Saturday, March 31, 2012

Nasty Crawdads

Boo had to run down, across the border, to Washington state to complete a couple of errands and he ran across some frozen crawfish. We haven't seen or had crawdads in years. We didn't even get to try any when we were in New Orleans last November as they were out of season. Excitement. Please. Things were looking great for a good old crawfish boil. So good, in fact, that we invited Mr. D. over for dinner since there was going to be plenty.

He might not have been so happy that he accepted the invite. Those bugs were bad!

Mr. D. did have fun picking a wine to bring along, however. He visited his pals at Marquis Wines and posed the old "what would you pair with ______" question. Apparently, they don't field a whole lot of requests for wines to match with a crawfish boil, but they picked a fresh Italian and Mr. D. hoped that it might even be a varietal that could be added to my Wine Century Club list.

1093. 2010 Terredora Falanghina (IGT Campania - Italy)

I took a look back at my Wine Century Club page and, lo and behold, Falanghina is not a listed varietal. I know we've had it before but maybe it was a minor part of a blend - or maybe I just missed it previously. In any event, we had a winner. Score one for Mr. D.

The Falanghina grape is among the oldest varietals cultivated in Italy. Some studies believe that it might have been grown in the region as early as the 7th century B.C. It thrives in the volcanic soils that are readily found in the areas that surround Vesuvius and Pompeii. It is also known for its bigger body and higher alcohol content - while still maintaining a good dose of acidity.

Located inland from Naples, Terredora is one of the largest wineries in Southern Italy. It was established in 1978, partly as an attempt to rediscover and restore the Campania region's winemaking tradition - especially the local grape varietals that were prevalent in the area, those grapes primarily being Aglianico, Fiano, Greco and Falanghina. To up the ante even further in terms of trying to build on the quality of the region's wines, as of 1994, the winery started only vinifying grapes that were grown on their estate vineyards.

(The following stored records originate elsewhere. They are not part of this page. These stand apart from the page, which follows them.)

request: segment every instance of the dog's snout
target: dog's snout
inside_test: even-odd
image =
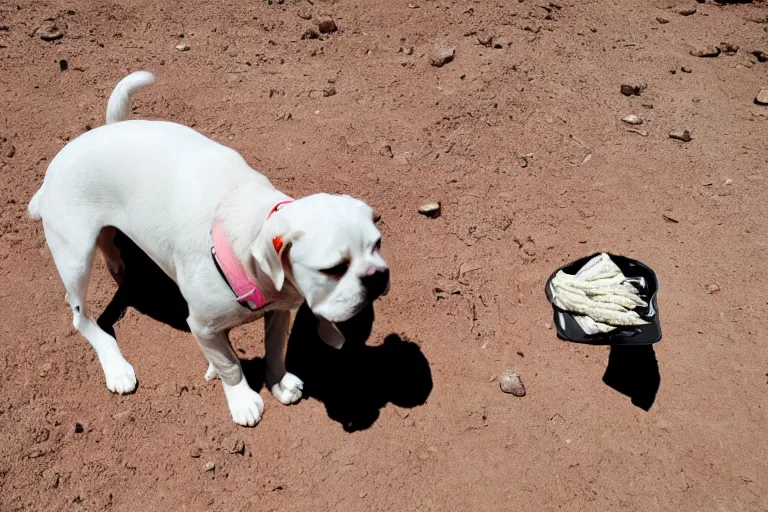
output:
[[[373,300],[376,297],[379,297],[384,293],[384,290],[387,289],[387,285],[389,284],[389,269],[379,268],[375,269],[373,272],[366,272],[366,275],[360,280],[368,292],[368,297],[370,300]]]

Mr. D's find was much better than Boo's. The rest of the boil - like corn and sausage - were fine, but the crawdads were just nasty. Whether it was because they'd been frozen or whether it was residual flavour from the BP oil spill in the Gulf, we struggled mightily to get through dinner.

It did mean we took a sip of wine after every bite of crawfish though. That, in turn, quickly meant we needed a second bottle.

2009 La Frenz Viognier (Naramata Bench - Okanagan Valley)

The La Frenz was a bit more of known quantity than the Falanghina was; indeed, to the extent this is this vintage of Viognier was already added to The List a couple of months ago and, therefore, can't be added again. The Viognier was an interesting contrast to Italian drop though, particularly in that the La Frenz still had some hefty acidity to it. I often find the acid to be negligible on Viognier when the grapes are ripen enough to deliver the bigger body and flavours that the varietal is generally known for.

Jeff Martin, La Frenz's owner/winemaker, is well known for his Viognier though and it's always welcome at our table. No doubt, this won't be the final bottle to be seen on this blog - whether I'm adding it to The List or not.

In the mean time, I guess I'll just have to be content with adding the Falanghina to both The List and my tally of varietals for the Wine Century Club - and with the knowledge that our local Spot Prawn season isn't that far off. That should help get over the disappointing crawdads.